For many Black men, joining the military was their only viable option to make something of themselves.Brittney Cooper
But after World War II, the Korean and the Vietnam Wars, Cooper details, many Black veterans were victims of violence, mental illness, injuries, addiction and displaced anger. After serving with dignity and honor, they suffered bigotry and segregation once back in civilian life. This sparked or increased domestic violence as Black men targeted Black women with anger and frustration. Cooper’s depiction of this dynamic reveals that white Americans expressed their anger toward Black men and women with scant repercussions, while Black families suffered the consequences.
Police Violence
In a heart-wrenching chapter on unpunished police violence against Black women, Cooper cites Sandra Bland, the Black Lives Matter activist and scholar who died in police custody. Bland and Cooper traveled to separate university engagements on the same day in 2015. Bland drove to Prairie View A&M University to become a faculty member, her dream job. Cooper went to Harvard to deliver a speech on diversity, inclusion and white supremacy.
A police officer stopped Bland because she didn’t use her turn signal. He disliked her responses to him and arrested her. (Malcolm Gladwell also tells this story of horribly crossed communication in his book Talking to Strangers). Police claimed Bland hanged herself with a trash bag. Cooper suggests that “rogue police officers” killed her. This powerfully evokes the impotent anger that police violence sparks in Black Americans.
Celibacy
Cooper writes many passages which might come as a surprise to mainstream white audiences, but far less so to Black readers. One of the more surprising is Cooper’s account of the way many Black women adopt celibate lifestyles to focus on education, achievement and career. Cooper followed this paradigm and waited until she was well into her 30s to have a partner. She notes that more than 60% of college-educated African-American women between the ages of 25 and 35 never marry. That compares to 38% of Caucasian women in the same demographic.
Betrayal
Cooper makes a strong case that Donald Trump’s election illuminated the racial gap in gender politics. She notes that about 53% of white women voters chose Trump. For Cooper this means that white women voters chose racial supremacy over gender equality. It’s difficult to argue with her conclusion.
Focused Rage
Cooper discloses her lifelong effort to avoid behavior or attitudes that might cause others to call her an Angry Black Woman. Racists use this stereotype, Cooper discloses, to devalue Black women’s valid reactions to racist or sexist encounters. An insight into this question inspired her to write her book. Cooper closes with the remarkable and telling realization that her focused rage could be a tool for advancement, education and achievement. She views it as a superpower.
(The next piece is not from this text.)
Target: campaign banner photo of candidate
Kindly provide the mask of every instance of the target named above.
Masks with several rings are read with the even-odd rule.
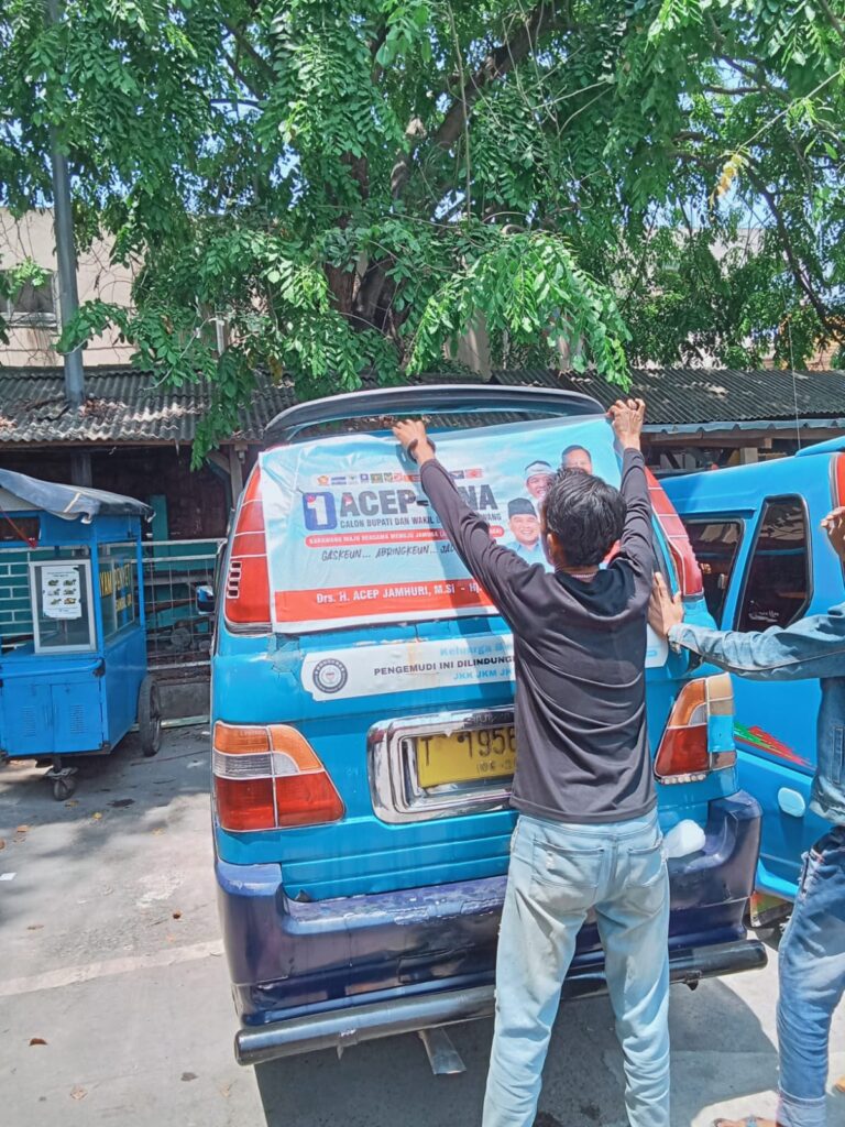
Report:
[[[561,465],[619,486],[604,418],[435,433],[437,458],[490,535],[548,567],[540,505]],[[260,455],[274,629],[495,613],[446,539],[392,435],[344,435]]]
America needs a homegirl intervention in the worst way.Brittney Cooper
Cooper seeks to share aspects of Black female consciousness that few authors have covered. Her words may provide a revelation for white readers and a great message of community for Black women. You could argue that the current consciousness caught up to Cooper or you could more strongly argue that Cooper’s persuasive and moving memoir helped shaped these times.